Zora Neale Hurston, Diaspora, and the Memory of Hurricanes” by Janell Hobson

In revisiting Hurston, who devoted her anthropological and literary works to making legible the Black Diaspora and to validating its cultural expressions, linguistics, and aesthetics, her interests remained as mobile as the hurricane winds, and as committed to tracing the tracks of our Diasporic footsteps. She simply conjured a proto-feminist tale in the process of remembering an unforgettable storm.”

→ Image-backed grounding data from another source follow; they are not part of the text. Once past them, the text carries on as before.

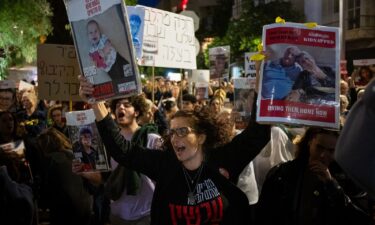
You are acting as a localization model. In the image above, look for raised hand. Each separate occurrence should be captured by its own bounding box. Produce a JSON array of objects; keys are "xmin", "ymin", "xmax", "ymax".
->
[
  {"xmin": 78, "ymin": 75, "xmax": 94, "ymax": 103},
  {"xmin": 309, "ymin": 160, "xmax": 332, "ymax": 183}
]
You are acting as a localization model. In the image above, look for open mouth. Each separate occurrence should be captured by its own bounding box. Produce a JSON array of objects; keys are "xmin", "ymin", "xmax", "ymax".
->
[
  {"xmin": 175, "ymin": 146, "xmax": 186, "ymax": 153},
  {"xmin": 117, "ymin": 112, "xmax": 125, "ymax": 118}
]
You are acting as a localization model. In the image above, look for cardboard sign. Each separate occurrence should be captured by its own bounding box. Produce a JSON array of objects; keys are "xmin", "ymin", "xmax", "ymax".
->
[{"xmin": 37, "ymin": 44, "xmax": 81, "ymax": 101}]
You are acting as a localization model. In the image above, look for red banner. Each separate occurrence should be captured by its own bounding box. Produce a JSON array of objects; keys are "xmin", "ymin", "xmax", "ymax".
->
[
  {"xmin": 265, "ymin": 27, "xmax": 336, "ymax": 48},
  {"xmin": 259, "ymin": 99, "xmax": 335, "ymax": 123}
]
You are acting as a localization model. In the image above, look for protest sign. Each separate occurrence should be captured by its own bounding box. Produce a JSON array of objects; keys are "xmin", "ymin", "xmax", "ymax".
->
[
  {"xmin": 195, "ymin": 82, "xmax": 209, "ymax": 100},
  {"xmin": 66, "ymin": 109, "xmax": 110, "ymax": 172},
  {"xmin": 167, "ymin": 72, "xmax": 182, "ymax": 81},
  {"xmin": 64, "ymin": 0, "xmax": 141, "ymax": 102},
  {"xmin": 191, "ymin": 70, "xmax": 209, "ymax": 83},
  {"xmin": 233, "ymin": 78, "xmax": 256, "ymax": 130},
  {"xmin": 352, "ymin": 58, "xmax": 375, "ymax": 88},
  {"xmin": 128, "ymin": 5, "xmax": 196, "ymax": 69},
  {"xmin": 257, "ymin": 22, "xmax": 340, "ymax": 129},
  {"xmin": 245, "ymin": 52, "xmax": 257, "ymax": 79},
  {"xmin": 37, "ymin": 44, "xmax": 80, "ymax": 101},
  {"xmin": 18, "ymin": 80, "xmax": 35, "ymax": 92},
  {"xmin": 127, "ymin": 6, "xmax": 145, "ymax": 60},
  {"xmin": 0, "ymin": 80, "xmax": 16, "ymax": 89},
  {"xmin": 209, "ymin": 46, "xmax": 230, "ymax": 80}
]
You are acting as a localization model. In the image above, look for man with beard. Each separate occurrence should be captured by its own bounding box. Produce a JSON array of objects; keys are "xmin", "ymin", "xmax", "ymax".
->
[{"xmin": 102, "ymin": 95, "xmax": 162, "ymax": 225}]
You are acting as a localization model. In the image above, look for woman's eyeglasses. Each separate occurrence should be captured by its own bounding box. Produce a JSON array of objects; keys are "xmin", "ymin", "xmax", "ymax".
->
[{"xmin": 168, "ymin": 127, "xmax": 195, "ymax": 137}]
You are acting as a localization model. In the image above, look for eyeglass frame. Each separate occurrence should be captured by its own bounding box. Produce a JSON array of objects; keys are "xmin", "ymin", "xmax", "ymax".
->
[{"xmin": 168, "ymin": 127, "xmax": 196, "ymax": 137}]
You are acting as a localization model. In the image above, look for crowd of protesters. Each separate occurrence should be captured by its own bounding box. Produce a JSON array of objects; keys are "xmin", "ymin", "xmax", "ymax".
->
[{"xmin": 0, "ymin": 63, "xmax": 374, "ymax": 225}]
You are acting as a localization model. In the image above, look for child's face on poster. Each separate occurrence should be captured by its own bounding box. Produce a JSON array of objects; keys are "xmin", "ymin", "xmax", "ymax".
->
[{"xmin": 87, "ymin": 23, "xmax": 100, "ymax": 45}]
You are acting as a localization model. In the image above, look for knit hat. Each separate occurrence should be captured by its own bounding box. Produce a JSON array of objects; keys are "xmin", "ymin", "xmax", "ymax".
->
[{"xmin": 335, "ymin": 78, "xmax": 375, "ymax": 197}]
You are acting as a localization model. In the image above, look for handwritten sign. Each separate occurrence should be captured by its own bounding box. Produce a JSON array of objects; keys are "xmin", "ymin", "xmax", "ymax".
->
[
  {"xmin": 37, "ymin": 44, "xmax": 81, "ymax": 101},
  {"xmin": 244, "ymin": 52, "xmax": 257, "ymax": 78},
  {"xmin": 128, "ymin": 5, "xmax": 196, "ymax": 69}
]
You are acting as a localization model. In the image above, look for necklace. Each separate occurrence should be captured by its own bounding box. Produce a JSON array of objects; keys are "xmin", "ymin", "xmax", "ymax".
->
[{"xmin": 182, "ymin": 164, "xmax": 204, "ymax": 205}]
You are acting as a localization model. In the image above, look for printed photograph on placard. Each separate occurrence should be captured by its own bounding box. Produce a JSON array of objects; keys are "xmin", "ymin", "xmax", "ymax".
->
[
  {"xmin": 66, "ymin": 109, "xmax": 110, "ymax": 173},
  {"xmin": 127, "ymin": 6, "xmax": 145, "ymax": 61},
  {"xmin": 352, "ymin": 59, "xmax": 375, "ymax": 88},
  {"xmin": 64, "ymin": 0, "xmax": 141, "ymax": 102},
  {"xmin": 195, "ymin": 82, "xmax": 209, "ymax": 100},
  {"xmin": 233, "ymin": 78, "xmax": 256, "ymax": 130},
  {"xmin": 244, "ymin": 52, "xmax": 257, "ymax": 78},
  {"xmin": 257, "ymin": 22, "xmax": 340, "ymax": 129},
  {"xmin": 209, "ymin": 46, "xmax": 230, "ymax": 80}
]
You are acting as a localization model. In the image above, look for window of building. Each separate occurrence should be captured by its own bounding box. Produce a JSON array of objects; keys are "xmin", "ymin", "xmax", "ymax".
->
[
  {"xmin": 334, "ymin": 0, "xmax": 339, "ymax": 13},
  {"xmin": 348, "ymin": 0, "xmax": 360, "ymax": 29},
  {"xmin": 232, "ymin": 0, "xmax": 243, "ymax": 19}
]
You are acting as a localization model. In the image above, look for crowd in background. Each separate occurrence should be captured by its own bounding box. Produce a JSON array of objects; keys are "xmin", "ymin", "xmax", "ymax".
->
[{"xmin": 0, "ymin": 65, "xmax": 374, "ymax": 225}]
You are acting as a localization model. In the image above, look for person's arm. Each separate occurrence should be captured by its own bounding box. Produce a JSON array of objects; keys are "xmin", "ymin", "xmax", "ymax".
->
[
  {"xmin": 0, "ymin": 166, "xmax": 34, "ymax": 224},
  {"xmin": 78, "ymin": 75, "xmax": 164, "ymax": 180},
  {"xmin": 211, "ymin": 93, "xmax": 271, "ymax": 183}
]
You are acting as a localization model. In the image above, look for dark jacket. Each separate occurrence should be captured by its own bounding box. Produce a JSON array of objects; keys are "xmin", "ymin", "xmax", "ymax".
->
[
  {"xmin": 97, "ymin": 114, "xmax": 270, "ymax": 225},
  {"xmin": 42, "ymin": 150, "xmax": 92, "ymax": 225},
  {"xmin": 0, "ymin": 166, "xmax": 34, "ymax": 225},
  {"xmin": 256, "ymin": 157, "xmax": 370, "ymax": 225}
]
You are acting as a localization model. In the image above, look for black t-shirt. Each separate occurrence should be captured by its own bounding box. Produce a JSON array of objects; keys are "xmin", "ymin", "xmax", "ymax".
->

The Future is Black and Female: Afrofuturism and Comic Books by Grace Gipson

Afrofuturism is not simply a tool of representation, but also a technique that incorporates the medium of comic books to re-craft and build a history and identity through the African diasporic women’s narratives. According to Deirdre Lynn Hollman, ‘Afrofuturism is black survival. It is an affirmative aesthetic and philosophic position that questions how will we survive in the future, not if we will. It asks what do we need to know, how do we need to adapt, what knowledge do we need to take with us, what new ways of being do we need to create, and how do we retain our ancestral memory.’ Because of this affirmation and call for ‘black survival,’ the Black women and girls portrayed in these comic book narratives resist ‘the danger of a single story’ while incorporating Afrofuturism, thus offering refreshing, creative, and complicated experiences.”